Excerpts from his book From his book: Thoughts and Sentiments on the Evil of Slavery
Taken – Ottobah Cugoano, Wicked Traffic of Slavery (1787)
With some of the children of my uncle’s relations, I was too bold in going into the woods to gather fruit and catch birds… One day several ruffians came upon us suddenly, saying we had wronged their lord, and we must go and answer it before him… Some of us tried in vain to run away, but pistols and cutlasses were soon introduced, threatening, that if we tried to move, we should all lie dead on the spot. One of them pretended to be more friendly than the rest, and said that he would speak to their lord to get us clear, and desired that we should follow him; we were then immediately divided into different parties, and driven after him. We were soon led out of the way which we knew… into slavery.

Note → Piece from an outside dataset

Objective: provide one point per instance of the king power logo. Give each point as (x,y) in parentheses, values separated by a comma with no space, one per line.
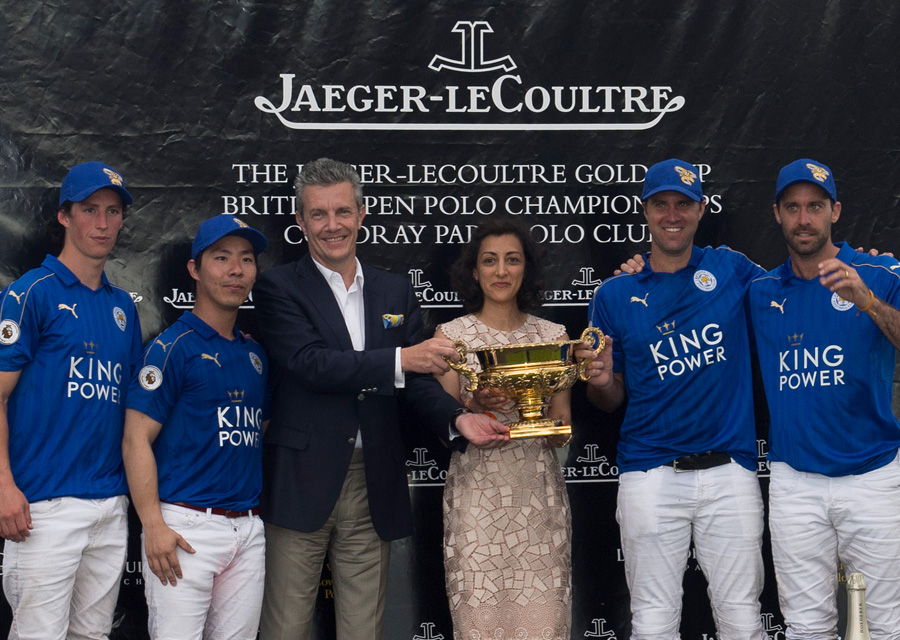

I was kidnapped by one of my own countrymen at the age of thirteen and taken to the coast by an African slave dealer. At the castle I saw him take a gun, a piece of cloth, and some lead for me, and then he told me that he must now leave me there, and went off. I was soon conducted to a prison, for three days, where I heard the groans and cries of many, and saw some of my fellow-captives. But when a vessel arrived to conduct us away to the ship, it was a most horrible scene; there was nothing to be heard but rattling of chains, whips, and the cries of our fellow-men. We were taken in the ship that came for us, to another that was ready to sail from Cape Coast. I was enslaved for two years in the West Indies until I was brought to England in 1772 by my master.
“Every day I saw the most dreadful scenes of misery and cruelty. My miserable companions were often cruelly lashed, and as it were cut to pieces. I saw a slave receive twenty four lashes of the whip for being seen in church on a Sunday instead of going to work.”
“Is it not strange to think, that they who ought to be considered as the most learned and civilized people in the world, that they should carry on a traffic of the most barbarous cruelty and injustice, and that many think slavery, robbery and murder no crime?”
He was the first educated black writer in English to argue that enslaved Africans had not only the moral right but also the moral duty to resist slavery.
He leaves behind the legacy of freedom and not to cease from being free in every whch way. I am so happy and inspired that I have found and learned about him.